Border Patrol Agent Suicides Have Almost Surpassed 2023 Total

The number of Customs and Border Patrol (CBP) workers who committed suicide in 2024 has almost eclipsed the total number of CBP agents who committed suicide in 2023, according to a report from the New York Post.
Seven CBP employees reportedly committed suicide this year, just one less than in 2023, per CBP’s former “suicidologist” Dr. Kento Corso. There were eight suicides in 2020 and 11 in 2021, per ABC News’ report. The worst year for CBP was 2022 when 15 employees took their own lives, Corso reported.
Corso attributed this spike in suicides was due, in part, to excessive work stress.
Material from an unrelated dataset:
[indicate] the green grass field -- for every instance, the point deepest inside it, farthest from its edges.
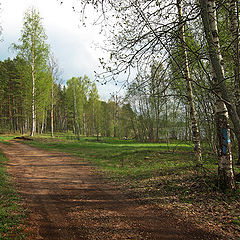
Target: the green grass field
(157, 172)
“Law enforcement officers see a ton of deaths, they experience loss,” Corso said. “First responders are exposed to many, many more potentially traumatic events than the general population, which frankly puts them at higher risk for suicide anyway, just all law enforcement.”
“It would be inaccurate to sort of attribute it to one factor, but certainly a combination of factors, including things like a high operations tempo,” Corso continued. “We’ve seen migration patterns that have never been seen before in history. So the whole nature of the world is changing, and that’s certainly part of it.”
One-third of the CBP workforce is Border Patrol agents, many of whom told the Post that morale and mental health have tanked under the current federal administration.
CBP has encountered nearly 2.6 million illegal immigrants in the fiscal year to date, according to the nationwide US CBP data. In 2023, there were 3.2 million encounters with 2 million of those encounters being single adults. That was a massive spike in comparison to the 2.76 million seen in fiscal year 2022.
Border Patrol agents lamented to the Post that the unit used to be focused on deterring crossings, but under the current administration, Border Patrol agents consider themselves “glorified Uber drivers and babysitters.”
“Our jobs are meaningless. Some guys and gals live for this,” one agent said. “Taking that identity away from them causes stress.”
Former Yuma Border Patrol Chief Chris Clem echoed this sentiment and claimed that the administration is vilifying and demonizing the agency.
“When you’re a service-driven organization or individual, and you join a service and mission-driven agency like the Border Patrol … and when all of a sudden, your value and worth from the highest levels of your agency or the organization like the President, demonize you, vilifies you, removes your sense of purpose, and you combine that with other factors in life. That just opens that demon that you’ve been fighting at home,” Clem said.